“This is beautiful.” I trace the shape of the creature, following its head, along to the body, through the wings. “It’s life.”
He turns around, his brow furrowed with a silent question.
“Your dragon. Dragons represent life. At least they used to, before they were gone,” I say. “And ravens are death. They’re opposites. Like our moons. What does that mean?”
He takes my hands in his. “I’m not sure, but right now, I’m glad Caiden has never seen my mark.”
“How is that possible?” I ask.
“Marks are supposed to be private. We avoid looking and keep them covered,” he says. “If he knew mine was the opposite of yours…”
“I don’t want him to see mine,” I say. “I don’t want him to see anything.”
“I know, Sabina.”
“Brevan?” I want to tell him. I want to tell him everything. I want to hear my name on his lips. Myrealname. I want him to know how I feel. I want to know everything about him and experience everything with him.
“Yes?” He looks at me expectantly.
Anya.
If I break, Anya is dead. We’re both dead.
“When will Caiden and the emperor return?” I ask instead.
“Probably tomorrow.” He releases my hands.
“I should get some rest, then.” I pick up the robe from where I abandoned it on the floor earlier and pull it over my shoulders.

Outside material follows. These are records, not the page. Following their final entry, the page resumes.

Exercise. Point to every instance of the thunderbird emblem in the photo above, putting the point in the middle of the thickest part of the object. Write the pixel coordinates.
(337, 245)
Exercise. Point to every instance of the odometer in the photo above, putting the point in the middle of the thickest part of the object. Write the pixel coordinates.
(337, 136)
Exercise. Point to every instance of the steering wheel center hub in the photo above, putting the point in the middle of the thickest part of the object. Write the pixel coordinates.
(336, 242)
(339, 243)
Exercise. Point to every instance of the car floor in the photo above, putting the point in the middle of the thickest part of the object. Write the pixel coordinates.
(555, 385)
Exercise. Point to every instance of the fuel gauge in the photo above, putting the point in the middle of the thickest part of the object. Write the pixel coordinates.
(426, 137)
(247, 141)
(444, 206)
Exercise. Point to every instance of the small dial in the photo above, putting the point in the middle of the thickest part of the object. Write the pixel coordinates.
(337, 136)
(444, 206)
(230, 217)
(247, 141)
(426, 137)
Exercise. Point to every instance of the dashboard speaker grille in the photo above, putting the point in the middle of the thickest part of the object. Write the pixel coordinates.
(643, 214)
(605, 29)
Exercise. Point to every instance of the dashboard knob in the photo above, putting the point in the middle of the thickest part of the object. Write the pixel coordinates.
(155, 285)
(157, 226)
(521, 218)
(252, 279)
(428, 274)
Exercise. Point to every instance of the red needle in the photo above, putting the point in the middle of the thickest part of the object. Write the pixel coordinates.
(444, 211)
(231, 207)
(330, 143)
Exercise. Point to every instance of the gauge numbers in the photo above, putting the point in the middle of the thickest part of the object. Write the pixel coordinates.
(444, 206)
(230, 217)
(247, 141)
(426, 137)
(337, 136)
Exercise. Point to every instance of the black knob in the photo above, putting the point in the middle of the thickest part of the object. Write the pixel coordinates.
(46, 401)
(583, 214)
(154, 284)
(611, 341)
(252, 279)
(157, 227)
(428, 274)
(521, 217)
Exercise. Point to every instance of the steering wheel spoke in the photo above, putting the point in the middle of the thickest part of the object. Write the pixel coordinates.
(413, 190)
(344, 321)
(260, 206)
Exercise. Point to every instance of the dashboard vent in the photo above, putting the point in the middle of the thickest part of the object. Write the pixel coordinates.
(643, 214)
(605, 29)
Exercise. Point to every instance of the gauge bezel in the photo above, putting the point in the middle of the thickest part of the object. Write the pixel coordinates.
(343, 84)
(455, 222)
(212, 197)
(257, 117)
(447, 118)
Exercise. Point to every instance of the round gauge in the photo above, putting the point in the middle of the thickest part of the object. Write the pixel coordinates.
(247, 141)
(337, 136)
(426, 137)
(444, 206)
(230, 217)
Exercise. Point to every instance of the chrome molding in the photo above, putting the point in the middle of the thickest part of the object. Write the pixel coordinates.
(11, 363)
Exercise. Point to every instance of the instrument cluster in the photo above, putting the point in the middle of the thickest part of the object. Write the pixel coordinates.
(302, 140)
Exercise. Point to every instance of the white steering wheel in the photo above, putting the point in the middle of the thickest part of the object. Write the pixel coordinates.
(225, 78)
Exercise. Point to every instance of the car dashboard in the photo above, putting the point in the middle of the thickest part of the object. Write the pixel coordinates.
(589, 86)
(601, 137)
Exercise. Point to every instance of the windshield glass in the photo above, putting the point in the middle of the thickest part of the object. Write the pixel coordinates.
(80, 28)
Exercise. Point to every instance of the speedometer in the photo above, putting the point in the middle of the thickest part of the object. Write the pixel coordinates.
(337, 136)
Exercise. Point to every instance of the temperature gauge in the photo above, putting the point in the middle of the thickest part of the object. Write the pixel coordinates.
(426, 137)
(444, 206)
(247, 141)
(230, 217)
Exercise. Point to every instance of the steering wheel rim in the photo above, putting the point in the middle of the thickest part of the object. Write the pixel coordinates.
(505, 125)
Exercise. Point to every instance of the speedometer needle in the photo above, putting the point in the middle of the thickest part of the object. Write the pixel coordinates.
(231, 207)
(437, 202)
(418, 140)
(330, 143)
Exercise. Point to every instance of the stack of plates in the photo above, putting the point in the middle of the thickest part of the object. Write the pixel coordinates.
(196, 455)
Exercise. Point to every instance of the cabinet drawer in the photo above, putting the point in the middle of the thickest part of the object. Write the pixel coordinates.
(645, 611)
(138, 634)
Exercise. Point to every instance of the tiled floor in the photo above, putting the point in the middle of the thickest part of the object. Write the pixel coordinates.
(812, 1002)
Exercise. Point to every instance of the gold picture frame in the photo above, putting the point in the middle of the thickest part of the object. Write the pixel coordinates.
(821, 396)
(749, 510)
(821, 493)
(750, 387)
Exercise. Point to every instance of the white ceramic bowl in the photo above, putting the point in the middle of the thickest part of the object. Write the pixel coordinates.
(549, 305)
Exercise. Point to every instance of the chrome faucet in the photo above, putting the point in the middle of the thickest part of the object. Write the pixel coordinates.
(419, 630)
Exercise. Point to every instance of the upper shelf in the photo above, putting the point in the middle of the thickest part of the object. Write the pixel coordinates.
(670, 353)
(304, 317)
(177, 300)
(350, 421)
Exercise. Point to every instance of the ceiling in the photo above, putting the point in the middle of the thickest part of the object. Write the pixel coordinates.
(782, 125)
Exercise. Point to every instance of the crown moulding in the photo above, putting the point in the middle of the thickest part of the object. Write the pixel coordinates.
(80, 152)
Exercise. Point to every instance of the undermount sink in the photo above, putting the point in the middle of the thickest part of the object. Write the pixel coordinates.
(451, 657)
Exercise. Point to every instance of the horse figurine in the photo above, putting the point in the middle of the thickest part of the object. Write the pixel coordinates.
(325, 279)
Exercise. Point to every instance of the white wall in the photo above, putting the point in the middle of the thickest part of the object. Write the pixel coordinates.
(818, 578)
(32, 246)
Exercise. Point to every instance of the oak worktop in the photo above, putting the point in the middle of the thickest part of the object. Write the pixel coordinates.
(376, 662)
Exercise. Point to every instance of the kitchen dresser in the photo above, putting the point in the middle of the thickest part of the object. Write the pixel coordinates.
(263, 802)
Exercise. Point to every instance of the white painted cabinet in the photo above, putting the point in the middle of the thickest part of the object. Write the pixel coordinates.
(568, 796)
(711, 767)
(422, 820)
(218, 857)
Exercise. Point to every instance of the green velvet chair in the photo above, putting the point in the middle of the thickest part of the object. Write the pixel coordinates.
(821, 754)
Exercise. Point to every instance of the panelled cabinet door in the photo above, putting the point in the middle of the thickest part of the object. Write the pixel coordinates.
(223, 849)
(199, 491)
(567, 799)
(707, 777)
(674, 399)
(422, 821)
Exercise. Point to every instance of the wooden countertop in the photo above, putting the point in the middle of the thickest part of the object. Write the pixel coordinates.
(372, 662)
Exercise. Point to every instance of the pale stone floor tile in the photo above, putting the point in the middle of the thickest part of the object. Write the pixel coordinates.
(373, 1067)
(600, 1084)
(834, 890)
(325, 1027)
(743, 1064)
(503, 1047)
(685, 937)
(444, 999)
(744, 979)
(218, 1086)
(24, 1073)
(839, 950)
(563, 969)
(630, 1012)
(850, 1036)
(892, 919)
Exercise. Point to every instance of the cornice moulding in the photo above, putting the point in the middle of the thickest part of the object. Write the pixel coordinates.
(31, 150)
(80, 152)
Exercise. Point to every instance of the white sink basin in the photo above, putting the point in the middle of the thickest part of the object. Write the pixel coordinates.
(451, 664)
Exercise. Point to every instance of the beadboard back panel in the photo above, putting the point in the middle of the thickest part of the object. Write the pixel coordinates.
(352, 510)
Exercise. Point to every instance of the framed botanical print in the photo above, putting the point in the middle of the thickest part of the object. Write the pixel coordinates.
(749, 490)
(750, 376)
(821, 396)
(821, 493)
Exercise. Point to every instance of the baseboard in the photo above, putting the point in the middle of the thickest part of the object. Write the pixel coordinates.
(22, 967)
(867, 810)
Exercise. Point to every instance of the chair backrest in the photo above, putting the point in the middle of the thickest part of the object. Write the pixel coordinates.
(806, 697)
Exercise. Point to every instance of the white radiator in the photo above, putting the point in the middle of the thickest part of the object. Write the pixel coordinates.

“I’ll be outside. If you need anything, call for me.” He tucks a loose strand of hair behind my ear. “Get some rest, Princess.”
I walk him to the door, then lean against it as soon as it’s shut. What am I doing? I’m in so deep at this point I can hardly remember who I am anymore. Everything is wrong. I want to forget for a little while. Without the worry of the rebellion or my dead family, or that I was supposed to kill the emperor and then not to kill him. And that somehow, I have a god’s gift mark and magic of some kind that I have yet to figure out.
I am so fucking tired of all of it. Of feeling angry and confused and sad and all the things all the time. I need a few minutes where I can stop thinking and just exist. Without all the life-and-death pressure.
The only good thing in this place is standing behind that door, and I can’t even touch him.
A knock startles me, and I step back, then open the door. Brevan fills the doorway. “I know I should walk away.”
I grab his tunic and pull him into my room.
Forty-Two
He kicksthe door behind him, and our lips are on each other the second it closes. I’m grateful he’s not wearing the armor tonight as I claw at his tunic, desperate to get it off him. He breaks our kiss long enough to pull his tunic over his head and discard it, then he pushes my robe off my shoulders.
We’re kissing and moving toward where I think the bed is, but as I struggle with his trousers, my ass bumps into the small table where the remains of my meal are still set out.
I’m panting when I break the kiss. In the dim light I can see the possessive look in his eyes. It should terrify, but it only makes me want him more. Heat simmers low in my belly, and all I want is this man between my thighs.
He reaches around me, then knocks all the plates to the ground. They crash and shatter, but I don’t see them fall because he lifts me onto the table and our lips collide again. This time with more urgency.
It’s dangerous and reckless, but I can’t resist him anymore. “Don’t stop,” I breathe, suddenly worried he’ll hold himself back.
“I couldn’t if I tried,” he says against my lips.
His rough hands slide up my inner thigh, and my skin hums in response. I need more of him.
My tongue finds his, our kiss like a dance, a battle where we both fight for dominance. Sometimes I let him best me only to regain control. It’s like nothing I’ve ever experienced. Just his kiss sends so much heat through me that wetness grows between my thighs. I reach for his trousers, and he breaks the kiss to help kick them aside.